We now advert to our statement that it would be unnecessary to decide whether the court should scrutinize the preamble to determine whether an emergency was sufficiently set forth or defined. Our investigation of the authorities has convinced us that even if the declaration of an emergency were found defective the ordinance would not, for that reason, be void, but the effective date would only be postponed until the time an ordinary ordinance would become operative. Geller v. Dallas Ry Co., (Tex.) 245 S.W. 254; In Re: Hoffman, 155 Cal. 114,99 P. 517, 132 A.S.R. 75. Typical of the decisions on this point is the one of the Supreme Court of Oregon in Barton v. Recorder's Court of Vale et al., 60 Or. 273, 119 P. 349, which held that an invalid emergency clause in a statute did *Page 441 not make the law void, but only affected the time when it should become operative, and that one charged with having violated its provisions long after it would have become effective without the emergency clause was in no position to complain on that score.

As we have seen, the ordinance involved in the instant case became operative under either classification in 1942 — as an ordinary ordinance 17 October, as an emergency measure at the time of publication sometime before 27 September of that year — and the violation of it is alleged to have occurred in 1945. We conclude that under any construction it became effective long before a violation was alleged to have occurred and that the relator cannot succeed therefore in his attack on the validity of the measure on the ground that the emergency clause was defective.

We think that in challenging the ordinance because of its vagueness and uncertainty the relator stands on much firmer ground. In Section 1 it is ordained that "it shall be unlawful for any place of business . . . . to permit any person to consume" alcoholic beverages, and it is explicitly provided that the inhibition applies to "all places of business licensed in the City of Panama City . . . regardless of whether or not such business is licensed for the sale of alcoholic beverages." (Italics supplied.) A "place of business" is simply a location where business is transacted or, as it is defined in Oxford English Dictionary, "a shop, office, warehouse, commercial establishment." Substituting these synonyms, we see that it is unlawful for an office, warehouse, or commercial establishment licensed in Panama City to permit a person to imbibe alcoholic beverages within certain hours. Clearly the place of business, an inanimate object, could not regulate the conduct of anyone. True, the ordinance attempts to make the proprietor and the consumer equally responsible, but what is intended to be prohibited, the drinking between certain hours or the drinking in places occupied by licensed businesses? Was it the purpose of the commission to make it an offense to drink on premises occupied by a licensed business while none to drink during the same period in places used by businesses unlicensed, or in public places? Was it intended to make the proprietor of a *Page 442 licensed business only the keeper of his brother who should become thirsty in the forbidden hours?

These questions suggest themselves, but the answers are not suggested by them.

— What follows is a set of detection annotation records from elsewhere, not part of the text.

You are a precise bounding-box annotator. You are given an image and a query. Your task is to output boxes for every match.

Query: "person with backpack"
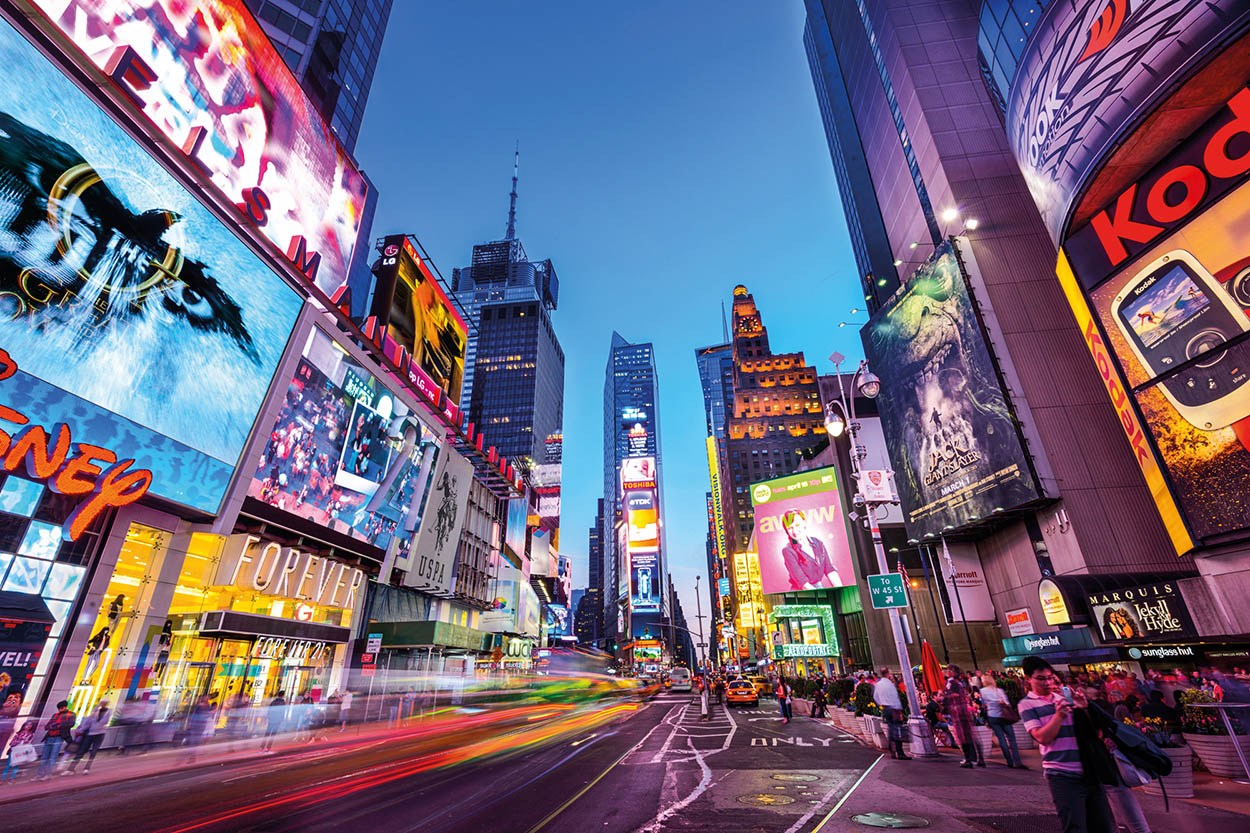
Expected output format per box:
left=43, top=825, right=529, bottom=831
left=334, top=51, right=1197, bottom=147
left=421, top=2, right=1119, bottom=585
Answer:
left=35, top=700, right=78, bottom=780
left=1019, top=657, right=1121, bottom=833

Another objection emphasizing the uncertainty of the ordinance is the failure to take into account any intent on the part of a proprietor to violate its terms or even to consider the principle that a person is presumed to know and intend what he does. One engaged in an undertaking utterly disassociated from sale of beverages could be prosecuted under the ordinance because a passerby partook of alcoholic beverage at his place of business, though the proprietor might be sojourning elsewhere. One totally ignorant of an act supposedly performed at, or by, his place of business could find himself facing a fine or imprisonment.

It is fundamental that statutes creating crimes must be definite in describing the conduct denounced in order that the ordinary person may know how to comply with their provisions. The ordinance does not meet the test. We think any reasonable man would find it difficult to comprehend with any appreciable degree of certainty what his demeanor should be to avoid violation of the prohibitions, what evil was attempted to be cured, who should justly answer for infringement.

We hold the ordinance vitally defective and affirm the circuit judge's ruling discharging the relator.